Perhaps, when we cry out from the depths, we die a little. Our illusions about how the world should be crumble. Our hopes and dreams disappear. Our fantasies about a perfect world and a perfect self disintegrate. We are left bereft in an existential wilderness. And in the wilderness we find that God finds us. In our suffering, we die to a smaller self and then discover a larger self that has somehow found room for God. The key verse in the passage is the line, "I am the resurrection and the life". As we have highlighted before, eternal life begins not at the end of time, or at the time of death, but right now in this moment. Jesus did not say, "I will be the resurrection," or "It is coming soon." He said simply, "I am the resurrection." Here and now. I am with you here and now. You are part my eternal life here and now. Your being and my being are one and I am with you always, in the depths of despair, in the pain of life, till the end of your days. As Rossiter Raymond said: Life is eternal and love is immortal; and death is only a horizon; and a horizon is nothing save the limit of our sight.

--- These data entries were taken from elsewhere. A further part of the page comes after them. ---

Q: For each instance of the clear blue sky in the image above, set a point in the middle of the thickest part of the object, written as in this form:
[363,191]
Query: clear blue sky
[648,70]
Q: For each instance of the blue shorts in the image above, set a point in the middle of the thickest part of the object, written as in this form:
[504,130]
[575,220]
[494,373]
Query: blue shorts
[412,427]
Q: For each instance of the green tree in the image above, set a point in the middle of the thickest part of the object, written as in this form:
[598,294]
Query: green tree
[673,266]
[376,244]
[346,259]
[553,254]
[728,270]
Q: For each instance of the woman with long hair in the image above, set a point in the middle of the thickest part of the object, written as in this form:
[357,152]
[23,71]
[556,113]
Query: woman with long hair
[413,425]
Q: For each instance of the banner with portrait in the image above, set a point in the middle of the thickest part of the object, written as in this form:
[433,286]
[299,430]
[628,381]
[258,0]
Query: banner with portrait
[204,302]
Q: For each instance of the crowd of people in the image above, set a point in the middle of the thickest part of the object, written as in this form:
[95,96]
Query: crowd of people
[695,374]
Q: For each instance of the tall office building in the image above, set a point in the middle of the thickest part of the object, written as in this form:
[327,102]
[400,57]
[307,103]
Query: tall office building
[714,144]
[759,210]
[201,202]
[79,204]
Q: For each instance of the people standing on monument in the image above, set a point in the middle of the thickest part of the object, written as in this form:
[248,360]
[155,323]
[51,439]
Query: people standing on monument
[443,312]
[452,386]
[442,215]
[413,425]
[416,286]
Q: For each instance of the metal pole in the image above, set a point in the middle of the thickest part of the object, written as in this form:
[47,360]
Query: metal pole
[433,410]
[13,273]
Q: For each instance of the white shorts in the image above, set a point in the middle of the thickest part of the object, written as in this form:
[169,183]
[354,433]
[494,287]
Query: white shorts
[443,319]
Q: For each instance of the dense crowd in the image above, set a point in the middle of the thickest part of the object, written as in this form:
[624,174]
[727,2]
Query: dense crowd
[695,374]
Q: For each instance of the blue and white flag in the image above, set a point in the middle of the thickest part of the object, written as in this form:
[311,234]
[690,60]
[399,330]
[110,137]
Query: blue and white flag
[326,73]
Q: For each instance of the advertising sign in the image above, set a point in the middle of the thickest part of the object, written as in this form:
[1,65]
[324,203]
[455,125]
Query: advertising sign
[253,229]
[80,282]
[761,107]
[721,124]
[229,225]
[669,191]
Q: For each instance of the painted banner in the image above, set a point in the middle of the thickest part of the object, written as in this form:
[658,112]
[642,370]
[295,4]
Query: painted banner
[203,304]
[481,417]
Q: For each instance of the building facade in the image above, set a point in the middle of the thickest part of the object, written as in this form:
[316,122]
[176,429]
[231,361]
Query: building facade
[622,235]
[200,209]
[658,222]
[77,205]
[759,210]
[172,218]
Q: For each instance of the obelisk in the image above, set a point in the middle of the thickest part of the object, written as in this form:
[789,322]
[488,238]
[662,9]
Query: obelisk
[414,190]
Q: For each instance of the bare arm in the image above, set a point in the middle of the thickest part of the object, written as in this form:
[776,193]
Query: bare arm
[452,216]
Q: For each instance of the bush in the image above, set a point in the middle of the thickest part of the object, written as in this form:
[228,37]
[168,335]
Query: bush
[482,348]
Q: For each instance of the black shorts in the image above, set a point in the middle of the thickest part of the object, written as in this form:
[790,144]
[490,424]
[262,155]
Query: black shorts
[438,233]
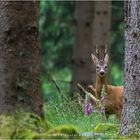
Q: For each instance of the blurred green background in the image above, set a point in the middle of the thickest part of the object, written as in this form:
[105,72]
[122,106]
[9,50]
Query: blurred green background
[57,29]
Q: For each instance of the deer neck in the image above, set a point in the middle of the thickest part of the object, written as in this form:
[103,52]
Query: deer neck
[100,81]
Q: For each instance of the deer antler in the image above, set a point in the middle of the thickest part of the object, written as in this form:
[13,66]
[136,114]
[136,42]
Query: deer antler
[97,52]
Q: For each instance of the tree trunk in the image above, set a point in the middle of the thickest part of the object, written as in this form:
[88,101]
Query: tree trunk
[93,27]
[130,123]
[19,59]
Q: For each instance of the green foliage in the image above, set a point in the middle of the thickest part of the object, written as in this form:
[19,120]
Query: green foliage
[106,128]
[57,34]
[60,112]
[21,125]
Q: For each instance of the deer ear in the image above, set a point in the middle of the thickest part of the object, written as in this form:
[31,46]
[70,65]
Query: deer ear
[106,58]
[94,58]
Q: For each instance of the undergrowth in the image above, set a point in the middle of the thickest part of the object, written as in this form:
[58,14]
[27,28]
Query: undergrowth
[62,112]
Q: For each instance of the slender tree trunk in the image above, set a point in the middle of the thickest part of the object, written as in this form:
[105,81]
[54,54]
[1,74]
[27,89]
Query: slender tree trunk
[93,27]
[19,57]
[130,123]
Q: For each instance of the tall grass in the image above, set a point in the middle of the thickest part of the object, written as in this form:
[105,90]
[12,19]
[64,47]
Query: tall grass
[62,112]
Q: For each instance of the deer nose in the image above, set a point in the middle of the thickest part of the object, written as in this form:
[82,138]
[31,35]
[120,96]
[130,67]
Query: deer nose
[102,73]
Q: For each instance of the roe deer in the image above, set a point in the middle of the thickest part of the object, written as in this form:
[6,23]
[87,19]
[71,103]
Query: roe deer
[113,101]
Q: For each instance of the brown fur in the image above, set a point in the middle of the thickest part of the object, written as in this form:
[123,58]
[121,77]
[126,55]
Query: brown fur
[113,101]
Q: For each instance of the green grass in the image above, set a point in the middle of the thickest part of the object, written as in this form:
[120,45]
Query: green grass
[61,112]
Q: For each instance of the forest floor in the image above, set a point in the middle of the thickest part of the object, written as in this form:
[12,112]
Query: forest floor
[61,112]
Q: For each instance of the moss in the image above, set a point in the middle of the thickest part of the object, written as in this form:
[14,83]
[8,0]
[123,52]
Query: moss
[50,136]
[68,130]
[106,128]
[7,126]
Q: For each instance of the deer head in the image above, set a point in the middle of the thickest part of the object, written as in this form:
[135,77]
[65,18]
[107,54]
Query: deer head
[101,64]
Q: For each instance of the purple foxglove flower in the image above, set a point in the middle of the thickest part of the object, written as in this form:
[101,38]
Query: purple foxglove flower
[102,97]
[87,109]
[102,110]
[91,107]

You know we pray for many reasons but, whatever our doubts or questions and our circumstances, the most important thing is that we do pray and that we support and encourage one another as we walk the journey of prayer. As our Lenten season draws to a close, I hope you have been able to orientate your being to God's love and are open for the wonder for Holy Week and Easter. If you are in Canberra for Easter, I encourage you to attend the Easter services. It is a wonderful journey to take: full of meaning, beauty, humanity and joy. May the next few weeks be truly holy weeks for you and may your prayer life grow ever deeper and fuller. Amen.